Exploiting Language Relatedness in Machine Translation Through Domain Adaptation Techniques
This work addresses the problem of data scarcity in machine translation for low-resource languages, offering incremental improvements through domain adaptation.
The paper tackled the challenge of improving machine translation quality for low-resource languages by proposing a novel approach using a scaled similarity score based on a 5-gram KenLM language model to filter in-domain data, combined with domain adaptation techniques. The result was an increase of approximately 2-3 BLEU points across different methods for the Hindi-Nepali language pair.

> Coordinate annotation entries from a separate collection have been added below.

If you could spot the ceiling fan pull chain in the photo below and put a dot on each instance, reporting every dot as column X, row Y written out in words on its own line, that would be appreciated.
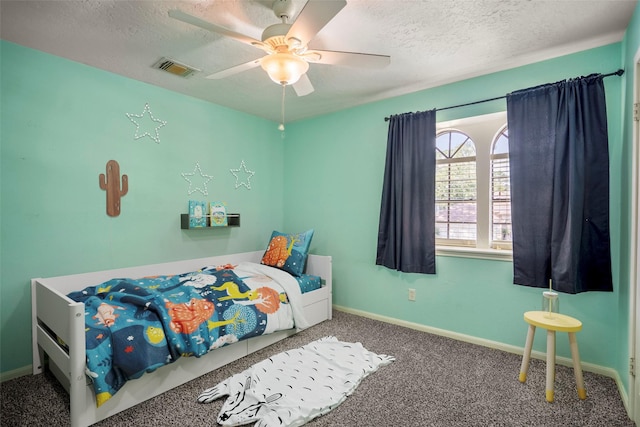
column 281, row 127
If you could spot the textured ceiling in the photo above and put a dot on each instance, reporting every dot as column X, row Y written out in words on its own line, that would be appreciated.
column 430, row 43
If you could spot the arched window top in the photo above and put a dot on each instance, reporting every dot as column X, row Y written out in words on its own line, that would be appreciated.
column 452, row 144
column 501, row 141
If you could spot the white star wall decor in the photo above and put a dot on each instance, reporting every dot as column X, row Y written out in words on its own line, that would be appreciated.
column 138, row 119
column 246, row 172
column 197, row 171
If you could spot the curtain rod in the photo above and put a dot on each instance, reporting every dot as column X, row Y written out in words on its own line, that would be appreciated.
column 615, row 73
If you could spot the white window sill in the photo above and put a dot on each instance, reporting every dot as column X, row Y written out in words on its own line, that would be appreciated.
column 462, row 252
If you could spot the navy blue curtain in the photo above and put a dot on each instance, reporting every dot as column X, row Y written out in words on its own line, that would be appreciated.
column 406, row 234
column 559, row 164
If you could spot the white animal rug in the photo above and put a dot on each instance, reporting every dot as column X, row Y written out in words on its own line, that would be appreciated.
column 295, row 386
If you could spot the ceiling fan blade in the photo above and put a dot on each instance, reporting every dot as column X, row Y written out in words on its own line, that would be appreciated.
column 312, row 18
column 350, row 59
column 235, row 70
column 303, row 86
column 198, row 22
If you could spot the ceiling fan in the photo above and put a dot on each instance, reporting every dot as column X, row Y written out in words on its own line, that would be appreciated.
column 288, row 55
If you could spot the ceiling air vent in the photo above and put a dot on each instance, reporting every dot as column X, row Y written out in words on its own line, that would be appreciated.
column 174, row 67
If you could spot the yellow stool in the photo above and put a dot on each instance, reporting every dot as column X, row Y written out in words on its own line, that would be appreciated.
column 553, row 322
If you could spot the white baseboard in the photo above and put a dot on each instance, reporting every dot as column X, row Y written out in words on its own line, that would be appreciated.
column 565, row 361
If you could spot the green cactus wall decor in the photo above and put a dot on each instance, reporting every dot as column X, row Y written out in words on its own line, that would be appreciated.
column 111, row 183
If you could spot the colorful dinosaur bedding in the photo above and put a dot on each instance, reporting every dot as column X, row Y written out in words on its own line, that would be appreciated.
column 135, row 326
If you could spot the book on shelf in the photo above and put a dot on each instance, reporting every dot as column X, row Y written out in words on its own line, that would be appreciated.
column 218, row 214
column 197, row 214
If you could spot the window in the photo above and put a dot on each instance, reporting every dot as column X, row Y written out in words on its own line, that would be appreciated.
column 456, row 189
column 500, row 192
column 473, row 197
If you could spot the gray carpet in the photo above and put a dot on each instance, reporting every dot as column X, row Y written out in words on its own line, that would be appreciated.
column 435, row 381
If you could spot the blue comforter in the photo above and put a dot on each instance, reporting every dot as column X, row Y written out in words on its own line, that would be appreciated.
column 134, row 326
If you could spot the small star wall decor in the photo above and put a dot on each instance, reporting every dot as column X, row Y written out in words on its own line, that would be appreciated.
column 138, row 119
column 248, row 174
column 197, row 171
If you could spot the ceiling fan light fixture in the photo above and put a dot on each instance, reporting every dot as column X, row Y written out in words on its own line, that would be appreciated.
column 284, row 68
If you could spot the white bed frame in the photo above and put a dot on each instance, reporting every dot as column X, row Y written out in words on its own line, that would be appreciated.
column 54, row 314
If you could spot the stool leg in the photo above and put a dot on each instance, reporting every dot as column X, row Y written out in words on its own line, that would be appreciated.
column 551, row 364
column 526, row 356
column 577, row 368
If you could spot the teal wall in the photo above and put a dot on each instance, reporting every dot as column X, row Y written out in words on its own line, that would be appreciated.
column 630, row 49
column 61, row 123
column 59, row 131
column 341, row 157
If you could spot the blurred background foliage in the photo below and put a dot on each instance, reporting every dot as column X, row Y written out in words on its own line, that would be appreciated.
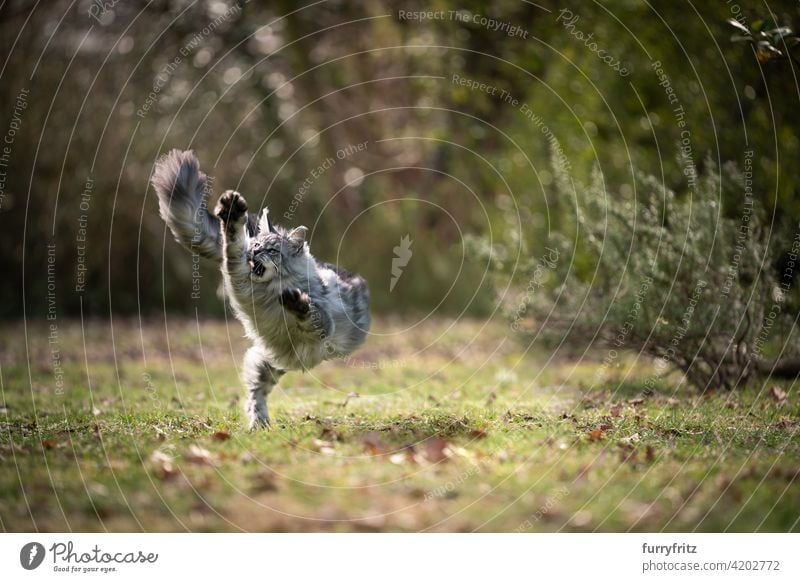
column 266, row 92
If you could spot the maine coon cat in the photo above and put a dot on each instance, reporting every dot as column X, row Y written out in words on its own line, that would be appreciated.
column 297, row 310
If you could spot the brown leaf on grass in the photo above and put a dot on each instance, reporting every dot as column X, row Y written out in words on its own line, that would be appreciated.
column 264, row 481
column 323, row 447
column 778, row 395
column 437, row 450
column 199, row 456
column 373, row 444
column 632, row 439
column 163, row 464
column 478, row 433
column 221, row 435
column 49, row 443
column 350, row 396
column 595, row 435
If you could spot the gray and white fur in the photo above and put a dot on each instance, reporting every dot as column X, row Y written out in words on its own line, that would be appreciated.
column 297, row 310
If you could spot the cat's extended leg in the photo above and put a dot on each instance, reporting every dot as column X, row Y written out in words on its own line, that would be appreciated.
column 308, row 312
column 232, row 213
column 260, row 377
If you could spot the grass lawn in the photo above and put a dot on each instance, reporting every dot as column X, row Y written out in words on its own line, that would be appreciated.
column 436, row 426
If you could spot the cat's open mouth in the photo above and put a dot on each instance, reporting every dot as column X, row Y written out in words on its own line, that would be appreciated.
column 259, row 269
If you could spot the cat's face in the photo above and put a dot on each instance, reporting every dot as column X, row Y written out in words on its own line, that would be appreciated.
column 274, row 252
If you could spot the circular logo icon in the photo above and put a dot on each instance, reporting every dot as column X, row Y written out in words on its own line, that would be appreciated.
column 31, row 555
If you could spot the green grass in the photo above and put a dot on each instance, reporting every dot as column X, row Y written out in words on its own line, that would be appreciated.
column 454, row 428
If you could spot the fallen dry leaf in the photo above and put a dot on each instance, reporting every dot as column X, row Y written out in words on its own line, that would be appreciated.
column 163, row 464
column 264, row 481
column 221, row 435
column 348, row 398
column 323, row 447
column 49, row 443
column 595, row 435
column 477, row 433
column 373, row 444
column 634, row 438
column 437, row 450
column 778, row 395
column 199, row 455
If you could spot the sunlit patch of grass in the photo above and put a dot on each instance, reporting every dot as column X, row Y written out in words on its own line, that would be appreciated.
column 423, row 430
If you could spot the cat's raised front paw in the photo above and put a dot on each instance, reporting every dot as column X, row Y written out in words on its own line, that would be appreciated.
column 296, row 301
column 231, row 207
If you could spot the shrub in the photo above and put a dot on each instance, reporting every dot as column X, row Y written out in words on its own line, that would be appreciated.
column 668, row 276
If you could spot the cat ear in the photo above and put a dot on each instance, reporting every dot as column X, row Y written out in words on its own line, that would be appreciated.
column 297, row 236
column 264, row 223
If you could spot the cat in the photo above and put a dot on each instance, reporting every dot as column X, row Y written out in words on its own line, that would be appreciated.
column 296, row 310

One of the significant challenges of Machine Translation (MT) is the scarcity of large amounts of data, mainly parallel sentence aligned corpora. If the evaluation is as rigorous as resource-rich languages, both Neural Machine Translation (NMT) and Statistical Machine Translation (SMT) can produce good results with such large amounts of data. However, it is challenging to improve the quality of MT output for low resource languages, especially in NMT and SMT. In order to tackle the challenges faced by MT, we present a novel approach of using a scaled similarity score of sentences, especially for related languages based on a 5-gram KenLM language model with Kneser-ney smoothing technique for filtering in-domain data from out-of-domain corpora that boost the translation quality of MT. Furthermore, we employ other domain adaptation techniques such as multi-domain, fine-tuning and iterative back-translation approach to compare our novel approach on the Hindi-Nepali language pair for NMT and SMT. Our approach succeeds in increasing ~2 BLEU point on multi-domain approach, ~3 BLEU point on fine-tuning for NMT and ~2 BLEU point on iterative back-translation approach.